Inadequate distribution network
Another reason for the lack of popularity of NPS is credited to poor distribution network. Bajpai, in his address, said, “Wherever the distribution network is not strong even strong products suffer.”
Even though some panellists argued that better tax treatment may help make NPS more popular, they were unanimous in praising the product for its low-cost structure and long-term focus. Explaining the need for a widespread distribution network, Bajpai said that the reason Life Insurance Corp. of India has around Rs.15 trillion assets under management (AUM) was purely because of a highly penetrated distribution model. As long as financial products are not very well understood (pervasive financial literacy takes time), they will remain a “push” business and demand will have to be created. Hence, the distributor is important to reach the last investor. Dominated mainly by banks, now some brokerages, including HDFC Securities and IIFL, which recently received permission to distribute it, are entering the fray.
Moreover, as stakeholders, including the government, realize the need for growing the pension industry, NPS is getting more attention. According to Bajpai, recently AUM has increased to Rs.22,000 crore as the state government and a handful of private companies channelize funds to this product. He added that the recent inflow is mainly thanks to the performance of the funds, adding that he expected the AUM of NPS to grow to around Rs.2 trillion in the next five years.
Lack of awareness
It was pointed out that lack of education and awareness was a major hindrance. Sundeep Sikka, chief executive officer, Reliance Capital Asset Management Ltd, one of the panellists on the retirement planning discussion, said, “The need to educate the investor is most important. Once awareness for retirement planning is created, investors will automatically choose the products that suit them most.” Hemant Rustagi, chief executive officer, Wiseinvest Advisors, also on the panel, agreed, “NPS as a product hasn’t taken off as investors are not aware and it is not marketed properly.” He added that the product itself has a lot of merit.

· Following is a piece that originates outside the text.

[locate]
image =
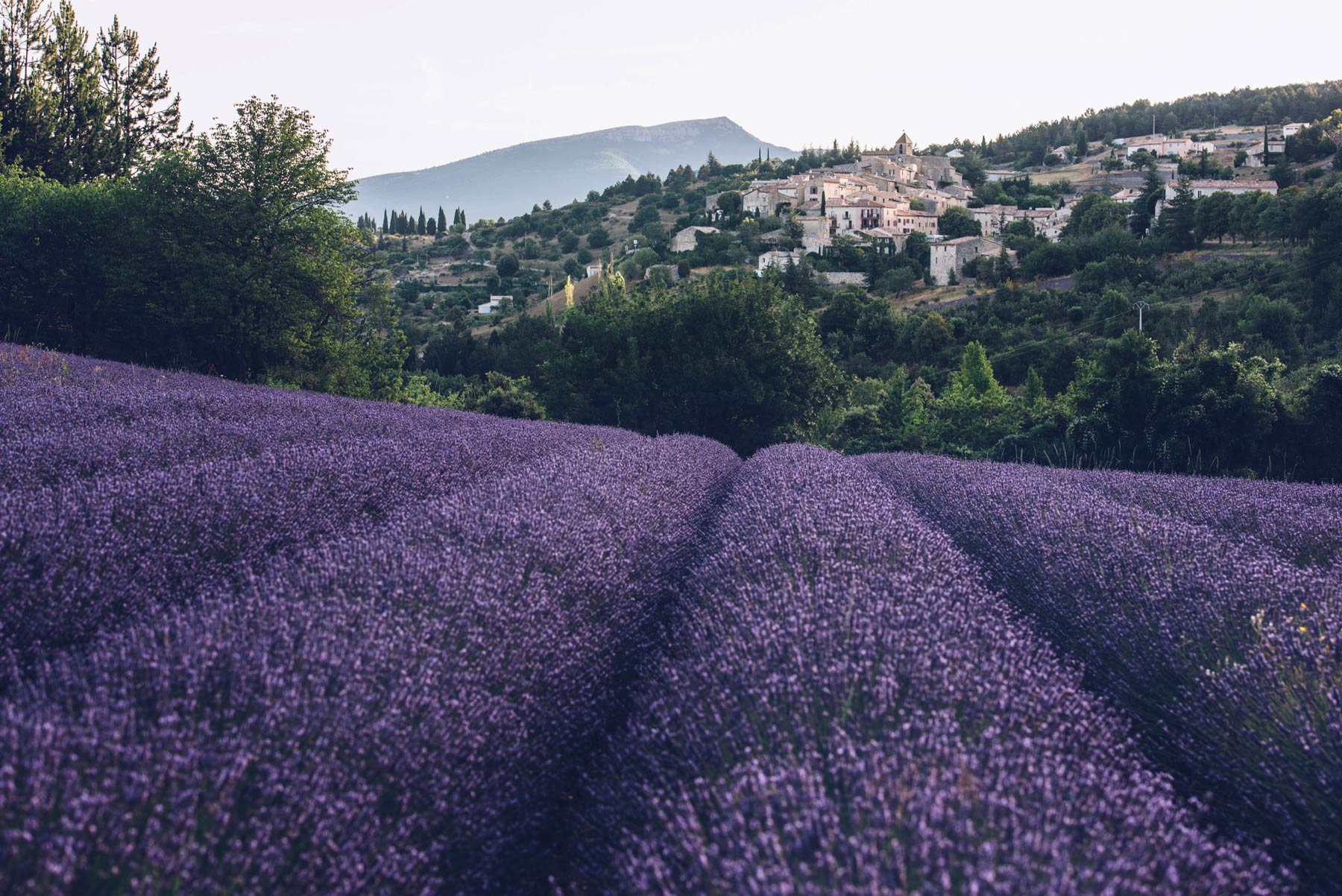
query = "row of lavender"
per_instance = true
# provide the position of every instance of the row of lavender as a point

Gajri said, “Retirement saving is not the same as retirement planning.” What this means is that simply buying property, gold and investing in bank deposits is not enough. What retirement planning requires is calculating a retirement corpus, setting down specifically how much you need for expenses after you retire and for how long, discounting cash flows with inflation and scientific portfolio construction to invest in assets that will generate returns to meet these requirements.
So educating investors on the need to plan for retirement is one of the main requirements for pension products to gain momentum. Moreover, as of now pension products are available from many providers such as insurance, mutual funds and of course NPS. This creates confusion among investors on which product is the most suitable.
As pointed out by a member of the audience, it is easier to make a customized retirement portfolio with mutual funds rather than sift through the other available options.